“Yanka, hi! I’m nearby — can I swing by in half an hour? I grabbed your favorite cheesecake from that same pastry shop!”
The voice message from Marina that popped up on Yana’s phone made her smile. She set her book aside and stretched, feeling lazy Saturday bliss spread through her body. Her apartment—bright, spacious, furnished exactly the way she’d always wanted—was her fortress, her private paradise. And spontaneous visits from her best friend, always with sweets in hand, were the perfect finishing touch to that paradise.
“Of course, come by! I just made coffee,” she typed back quickly, already anticipating their girly chatter and the scent of fresh cake.
From the living room came the steady clacking of keys and muffled shouts—Denis, her boyfriend, had been battling someone in his online game for the second hour straight. He’d moved in with her a month ago, and his presence had slid smoothly into her settled routine. His sneakers by the door, his toothbrush next to hers, his smell mixed with the scent of her shower gel—all of it had become familiar and cozy. She walked up to him, sprawled on the big gray sofa, and kissed the top of his head, breathing in that now-beloved scent.
“Marinka’s cheesecake is coming to visit us,” she said cheerfully, heading to the kitchen to take another cup from her favorite set.
The clicking of keys stopped abruptly. In the sudden silence, her cheerful tone sounded oddly, inappropriately loud.
“Maybe… don’t?” his voice came from the sofa. It was even, but there wasn’t a trace of the relaxed mood that had filled the room a minute ago.
Yana froze by the kitchen counter and turned around in confusion. The smile was still on her lips, but it was already beginning to fade.
“What do you mean, ‘don’t’? What’s wrong with you? She’ll be here in half an hour.”
Denis set his laptop on the coffee table and sat up straight, his expression serious. He looked at her as if he were about to announce the start of a war, not discuss a friend’s visit.
“Yana, I’m serious. Let’s do today without her. I’m tired after the workweek. I want to spend the weekend with you, not listen to her endless chirping and those stupid stories about work.”
At first she thought she’d misheard. Forbid her best friend from coming over? To her own apartment? The idea was so wild and absurd that she snorted, taking it for a tasteless joke.

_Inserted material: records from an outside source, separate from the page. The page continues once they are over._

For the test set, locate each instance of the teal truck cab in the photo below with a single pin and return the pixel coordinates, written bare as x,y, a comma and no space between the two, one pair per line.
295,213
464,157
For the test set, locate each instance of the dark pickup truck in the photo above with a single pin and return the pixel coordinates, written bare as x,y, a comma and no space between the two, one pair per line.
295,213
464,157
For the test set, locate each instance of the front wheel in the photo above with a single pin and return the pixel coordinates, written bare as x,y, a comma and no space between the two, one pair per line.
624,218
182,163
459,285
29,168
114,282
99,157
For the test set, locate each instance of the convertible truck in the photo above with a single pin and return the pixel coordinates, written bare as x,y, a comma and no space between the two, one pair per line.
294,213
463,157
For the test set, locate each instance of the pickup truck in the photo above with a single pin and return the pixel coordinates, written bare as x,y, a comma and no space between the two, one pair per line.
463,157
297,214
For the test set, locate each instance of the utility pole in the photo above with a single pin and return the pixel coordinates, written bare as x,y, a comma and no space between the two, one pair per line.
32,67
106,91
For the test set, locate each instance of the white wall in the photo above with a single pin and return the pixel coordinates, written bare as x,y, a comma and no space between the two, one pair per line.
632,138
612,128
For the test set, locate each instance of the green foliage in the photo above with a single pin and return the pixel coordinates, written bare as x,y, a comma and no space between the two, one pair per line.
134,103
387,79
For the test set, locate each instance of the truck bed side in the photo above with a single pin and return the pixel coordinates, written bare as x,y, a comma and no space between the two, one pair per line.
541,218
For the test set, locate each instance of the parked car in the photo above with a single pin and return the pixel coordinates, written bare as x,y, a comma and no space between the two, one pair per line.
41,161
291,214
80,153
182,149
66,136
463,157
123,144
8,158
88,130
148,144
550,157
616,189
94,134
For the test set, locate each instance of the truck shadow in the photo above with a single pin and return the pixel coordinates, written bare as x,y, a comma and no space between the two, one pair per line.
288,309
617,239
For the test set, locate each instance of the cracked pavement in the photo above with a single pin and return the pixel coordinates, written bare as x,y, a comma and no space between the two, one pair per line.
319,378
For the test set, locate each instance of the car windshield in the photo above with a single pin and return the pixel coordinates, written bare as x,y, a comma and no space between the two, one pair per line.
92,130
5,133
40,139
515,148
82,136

“Denis, are you kidding? Marina is Marina. We’ve been friends since freshman year. She’s part of my life.”
“So what? That doesn’t change the fact that she pisses me off,” his tone hardened. “She’s always butting in with advice, looking at me like she’s evaluating me. I don’t like being around her, got it?”
That’s when Yana couldn’t hold back and laughed. Not spitefully—genuinely, from the heart, the way you laugh at something completely ridiculous. The very idea that someone could seriously make demands like that felt like a plot from a cheap comedy. She was already picturing herself retelling it to Marinka and the two of them laughing until they hiccupped.
“Oh, I can’t… Denis, you just made my day! All right, stop messing around. I’m going to get the cake stand, or there won’t be anywhere to put the dessert.”
She turned away, intending to end this strange conversation, but his next shout made her stop dead. The laughter caught in her throat, and an unpleasant chill ran down her spine.
“I’m not messing around!” he barked. His voice turned foreign—sharp, filled with undisguised irritation. “You think this is funny? I’m telling you serious things! Call her. Say we’ve got other plans. Cancel her visit.”
Yana turned slowly. She stared at his scowling, reddened face and didn’t recognize him. This wasn’t the sweet, slightly shy guy she’d happily let into her home and her life a month ago. On her sofa sat a stranger—an angry man trying to command her on her own territory. The sunny comfort and relaxed warmth in the room evaporated without a trace, as if sucked out by a powerful vacuum, leaving only a ringing tension behind.
“I don’t want her coming here. That’s it,” he cut her off, staring her down, leaving no room for compromise. It was no longer a request. It was an order.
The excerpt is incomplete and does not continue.